Reanalysis rainfall and model running data for this study were downloaded from the ECMWF data portal. And this is a fifth-generation ECMWF reanalysis dataset with a geographical resolution of 0.25° × 0.25° for global climate parameters over the previous decades that are used to support the findings of this study and are included within the article. Data is now freely available from 1950 to the present by registration at ECMWF (https://cds.climate.copernicus.eu/cdsapp#!/dataset/reanalysis-era5-single-levels-monthly-means?tab=form). The actual monthly rainfall observation data from 79 observation stations used to support the findings of this study was provided under permission by Myanmar's Department of Meteorology and Hydrology (DMH) and hence cannot be freely distributed. Requests for access to these data should be made to the Director-General of DMH, Myanmar. Software (https://www.moezala.gov.mm/) and code availability (Open Grads (OpenGrADS - Home)), climate data operator (https://code.mpimet.mpg.de/), python, and IBM SPSS are mainly used for this study. Among these first two are open-source applications for everyone. Codes are available upon reasonable request.

Disclosure

The manuscript was published at preprint server for open access [70].

Conflicts of Interest

I declared that there is no potential conflict of interest with any of the following statements. (1) For any component of the submitted work, the author received no cash or services from a third party (government, commercial, private foundation, etc.) (including but not limited to grants, data monitoring board, study design, manuscript preparation, statistical analysis, etc.). (2) The author is not affiliated with any entity that has a direct or indirect financial interest in the manuscript’s subject matter. (3) The author was involved in the following aspects of the project: (a) idea and design, or data analysis and interpretation; (b) authoring the article or critically reviewing it for essential intellectual content; and (c) approval of the final version. (4) This work has not been submitted to and is not currently being reviewed by any other journal or publishing venue. (5) The author has no patents that are broadly relevant to the work, whether proposed, pending, or issued. (6) The author received no payment or services from a third party for any aspect of the submitted work (government, commercial, private foundation, etc.) (including but not limited to grants, data monitoring board, study design, manuscript preparation, statistical analysis, etc.).

Authors’ Contributions

Kazora Jonah contributed to the conception and Kyaw Than Oo contributed to the acquisition of data, analysis, and interpretation of data and results; the writing of the manuscript; and the drafting of the article.
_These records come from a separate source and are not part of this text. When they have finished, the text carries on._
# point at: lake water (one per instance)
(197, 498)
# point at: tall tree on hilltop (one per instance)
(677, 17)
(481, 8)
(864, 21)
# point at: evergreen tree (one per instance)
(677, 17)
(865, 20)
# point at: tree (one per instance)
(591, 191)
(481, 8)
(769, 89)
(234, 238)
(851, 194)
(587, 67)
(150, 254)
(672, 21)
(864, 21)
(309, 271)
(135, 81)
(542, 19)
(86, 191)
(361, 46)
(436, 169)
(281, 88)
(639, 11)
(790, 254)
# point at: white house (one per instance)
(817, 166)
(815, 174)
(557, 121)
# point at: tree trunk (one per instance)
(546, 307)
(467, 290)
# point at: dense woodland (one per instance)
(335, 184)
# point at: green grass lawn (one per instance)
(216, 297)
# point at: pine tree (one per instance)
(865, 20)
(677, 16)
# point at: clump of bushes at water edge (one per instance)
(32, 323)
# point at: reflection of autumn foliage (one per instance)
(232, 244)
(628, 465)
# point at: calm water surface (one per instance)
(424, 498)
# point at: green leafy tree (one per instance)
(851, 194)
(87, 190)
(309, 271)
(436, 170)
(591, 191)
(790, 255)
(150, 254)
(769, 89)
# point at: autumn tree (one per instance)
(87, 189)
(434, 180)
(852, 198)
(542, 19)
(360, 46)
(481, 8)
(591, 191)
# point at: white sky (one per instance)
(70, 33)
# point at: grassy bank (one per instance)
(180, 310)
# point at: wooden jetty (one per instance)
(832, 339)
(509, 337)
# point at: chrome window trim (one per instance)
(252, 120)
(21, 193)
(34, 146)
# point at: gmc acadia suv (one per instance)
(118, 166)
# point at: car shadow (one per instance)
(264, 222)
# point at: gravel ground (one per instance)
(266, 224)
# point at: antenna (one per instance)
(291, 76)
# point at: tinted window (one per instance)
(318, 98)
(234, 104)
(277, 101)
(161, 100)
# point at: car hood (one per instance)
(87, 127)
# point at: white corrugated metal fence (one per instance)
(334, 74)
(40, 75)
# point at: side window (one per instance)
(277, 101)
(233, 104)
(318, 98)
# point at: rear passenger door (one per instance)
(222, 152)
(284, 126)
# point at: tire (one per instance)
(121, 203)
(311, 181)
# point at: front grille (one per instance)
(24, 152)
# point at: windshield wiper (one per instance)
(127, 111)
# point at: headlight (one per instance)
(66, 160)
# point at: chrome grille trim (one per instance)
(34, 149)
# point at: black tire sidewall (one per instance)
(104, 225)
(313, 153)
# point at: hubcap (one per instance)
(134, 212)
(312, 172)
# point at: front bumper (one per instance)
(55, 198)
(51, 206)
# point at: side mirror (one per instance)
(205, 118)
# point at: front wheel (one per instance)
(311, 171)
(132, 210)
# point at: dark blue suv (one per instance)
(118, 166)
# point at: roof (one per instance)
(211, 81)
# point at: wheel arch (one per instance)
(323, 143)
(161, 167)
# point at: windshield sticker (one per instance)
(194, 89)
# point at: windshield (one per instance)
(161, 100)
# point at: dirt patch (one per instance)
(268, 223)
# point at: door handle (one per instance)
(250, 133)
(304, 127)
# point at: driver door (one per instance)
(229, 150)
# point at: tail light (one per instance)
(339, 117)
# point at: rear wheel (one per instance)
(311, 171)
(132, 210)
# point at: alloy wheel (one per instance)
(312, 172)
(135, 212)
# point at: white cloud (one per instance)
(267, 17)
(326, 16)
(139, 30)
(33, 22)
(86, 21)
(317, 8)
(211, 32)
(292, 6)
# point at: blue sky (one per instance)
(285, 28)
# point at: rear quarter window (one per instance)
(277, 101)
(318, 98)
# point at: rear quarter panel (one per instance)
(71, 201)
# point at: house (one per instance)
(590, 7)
Chen Haishan supervised and reviewed the manuscript.

Acknowledgments

The author acknowledges the scientists of the ECMFW for supporting ERA5 datasets. The Department of Meteorology and Hydrology (DMH), Myanmar, is also acknowledged for providing the observed rainfall datasets. Also, thanks are due to the Nanjing University of Information Science and Technology (NUIST) for supporting my skills and techniques. I show deep gratitude to Professor Haishan Chen from NUIST, who supervises my PhD study, and Professor Juan Li from NUIST, who supported the basic methods and concepts for this study. Publishing is being carried out using self-funding.